Some cap vendors make their own parts. Some buy caps from a smaller manufacture with the reels re-branded at the fab. Watch out. I got into a mlcc failure investigation in 2002 and started inspecting caps on a reel under a microscope. 3/10 came off the reel cracked. A crack will sooner or later lead to a short. Cracks are not obvious even under a microscope. They may present as a subtle colour shift if the crack is below the surface layer. Some cracks may be sufficient to present a short immediately. Not all. The vendor's manufacturer in this case eventually identified a hopper where the caps were getting cracked.

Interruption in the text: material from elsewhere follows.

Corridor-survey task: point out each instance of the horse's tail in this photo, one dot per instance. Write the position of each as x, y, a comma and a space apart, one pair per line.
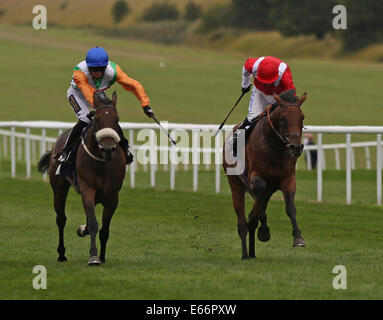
43, 164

MLCC are very sensitive to mechanical stress. Especially bigger than 1210 sizes. I found a big power bypass cap adjacent to a heavy mechanical connector once. The nearest mounting hole was 2" away! They were cracking at a rate of 5/10 during install of the unit. A fraction of those were catching fire. The fire would continue to burn until it melted the copper, breaking the power connection.

Another effect of a crack is a reduction of the max working voltage of the cap. It might be spec'd for 200 V. But once cracked it may break down at 40 V. Cracked caps burst into flames in my lab when tested - even below their rated voltage.

Another way to warm up caps is exceeding their max ac current. It's easy to think of caps as zero power dissipation devices. Especially the higher Q mlcc. But they're not. Calculate the power dissipated in caps and do not exceed power/ac current limits. Shows up in power circuits and converters commonly.